Sanyang répond que la question lui a été soumise une nouvelle fois, mais qu’il a refusé et qu’il a fini par figurer sur la « liste des personnes à assassiner ».
- On ne s’opposait pas ouvertement à lui, mais si on ne se sentait pas en sécurité, on pouvait quitter le pays, ajoute Sanyang.
- Si vous avez peur, vous devez quitter le pays. C’est bien ce que vous avez dit ?, relance l’accusation.
- Oui, c’est ce que j’ai dit.
- Et vous avez laissé votre famille derrière vous ?
- Oui.
S’échapper au Sénégal
Plusieurs témoins de l’accusation ont expliqué au jury comment, lorsque les gens craignaient pour leur vie en Gambie, notamment pour n’avoir pas suivi les ordres du président Jammeh, ils pouvaient s’enfuir au Sénégal - où il ne pouvait pas leur faire de mal.
Le lieutenant-colonel Sainey Bayo a évoqué devant la Cour le cas de la fuite du major Kalipha Bajinka, un soldat aujourd’hui décédé, qui avait été commandant des gardes de l’État. Il était tombé en disgrâce auprès de l’ancien président et avait fui la Gambie. Bayo lui-même a été détenu à la prison Mile 2 et emmené à la NIA où il a été torturé. Bien que sa déposition ait été recueillie, il n’a pas été poursuivi, contrairement à d’autres.
L’avocat de la défense de Correa, Mathew Belcher, a indiqué au témoin qu’au moins le frère du commandant Bajinka avait été arrêté après son évasion. Bayo a déclaré qu’il savait que Bajinka avait été libéré, mais qu’il ne savait pas quand.
Mendy, la victime absente
L’une des victimes du procès américain, Pierre Mendy, n’est pas présente pour affronter Correa au tribunal. Il est aujourd’hui décédé. Mendy était commandant de la caserne de Fajara. Dans son témoignage devant la TRRC, il a déclaré qu’un soldat, Alpha Bah, lui avait parlé du coup d’État, mais qu’il ne l’avait pas pris au sérieux. Mais cette conversation a fait qu’il a été torturé, interrogé et emprisonné.
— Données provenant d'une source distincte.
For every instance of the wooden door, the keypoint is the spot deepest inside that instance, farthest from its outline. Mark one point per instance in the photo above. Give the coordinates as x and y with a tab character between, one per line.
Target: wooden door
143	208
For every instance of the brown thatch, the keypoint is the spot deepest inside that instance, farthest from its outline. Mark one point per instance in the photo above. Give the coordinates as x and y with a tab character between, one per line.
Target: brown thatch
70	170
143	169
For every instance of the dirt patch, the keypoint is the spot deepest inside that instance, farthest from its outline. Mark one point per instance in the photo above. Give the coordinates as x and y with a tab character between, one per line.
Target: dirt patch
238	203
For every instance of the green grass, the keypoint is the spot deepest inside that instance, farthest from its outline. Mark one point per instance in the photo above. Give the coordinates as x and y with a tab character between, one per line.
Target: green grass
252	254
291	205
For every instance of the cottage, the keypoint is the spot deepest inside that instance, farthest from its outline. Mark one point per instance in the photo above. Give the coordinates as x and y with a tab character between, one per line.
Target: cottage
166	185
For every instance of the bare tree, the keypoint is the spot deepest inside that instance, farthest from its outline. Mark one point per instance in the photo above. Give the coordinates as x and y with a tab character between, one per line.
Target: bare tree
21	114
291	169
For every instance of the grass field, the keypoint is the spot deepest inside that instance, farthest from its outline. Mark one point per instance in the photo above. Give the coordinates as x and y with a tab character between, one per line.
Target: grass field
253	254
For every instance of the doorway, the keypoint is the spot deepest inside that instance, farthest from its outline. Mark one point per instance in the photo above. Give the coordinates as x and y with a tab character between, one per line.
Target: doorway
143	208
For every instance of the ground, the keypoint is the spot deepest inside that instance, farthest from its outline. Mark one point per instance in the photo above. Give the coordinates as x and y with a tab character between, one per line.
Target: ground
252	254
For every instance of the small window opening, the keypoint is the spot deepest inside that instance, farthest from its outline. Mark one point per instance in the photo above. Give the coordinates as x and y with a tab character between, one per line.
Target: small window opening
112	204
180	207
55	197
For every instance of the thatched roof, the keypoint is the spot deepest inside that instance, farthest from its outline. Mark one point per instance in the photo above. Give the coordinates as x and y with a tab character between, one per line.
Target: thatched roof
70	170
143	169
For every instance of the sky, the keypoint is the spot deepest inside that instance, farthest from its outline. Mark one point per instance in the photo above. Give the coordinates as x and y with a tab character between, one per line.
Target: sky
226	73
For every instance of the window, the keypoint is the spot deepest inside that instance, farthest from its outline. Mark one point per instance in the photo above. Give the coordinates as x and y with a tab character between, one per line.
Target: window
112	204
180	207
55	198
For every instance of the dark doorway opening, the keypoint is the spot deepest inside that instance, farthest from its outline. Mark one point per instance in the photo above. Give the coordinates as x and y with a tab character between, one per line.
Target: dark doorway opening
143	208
Après la torture de Mendy à la NIA, à laquelle Correa est accusé d’avoir participé, le témoin Yahya Darboe a déclaré à la Cour de Denver qu’il a accompagné Mendy aux toilettes et qu’il a observé ses blessures, ajoutant qu’il semblait beaucoup souffrir.
Lors de son témoignage devant la TRRC, Mendy a décrit le 10 avril 2006 comme étant le pire. « C’était violent comme la lumière du jour. Comme lorsqu’un soudeur soude un fer à repasser, c’était comme cela, il y avait des étincelles. » Il a expliqué à la Commission qu’un sac en plastique recouvrait sa tête et qu’il avait été électrocuté à quatre reprises.
« Ils se sont occupés de moi et m’ont laissé. J’ai vu Pierre se faire battre », a expliqué un témoin, Sainey Bayo, au tribunal de Denver. « Il était menotté, les mains derrière le dos. Ils lui ont versé de l’eau sur la tête, il a levé la tête. C’est à ce moment-là que j’ai su qu’il s’agissait de Pierre. Il y avait aussi ses cris ».
Demba Dem était député du parti de l’ancien président Jammeh. Il a été arrêté en pleine Assemblée nationale pour son implication présumée dans la tentative de coup d’État de 2006. Demba Dem a par la suite passé un an et trois mois à la prison Mile 2.
Il est lui aussi venu expliquer à la Cour américaine qu’il avait été témoin de la torture de Mendy et de la présence de Correa. Correa lui-même, lors de son entretien avec les agents fédéraux, a admis avoir vu Mendy et Darboe se faire torturer.
Le procès s’est terminé plus tôt que prévu hier lundi 14 avril, devant le tribunal de Denver, la défense n’ayant appelé aucun témoin et l’accusé ayant décidé de ne pas témoigner. Le jury est entré en délibéré et pourrait prononcer son verdict sans tarder.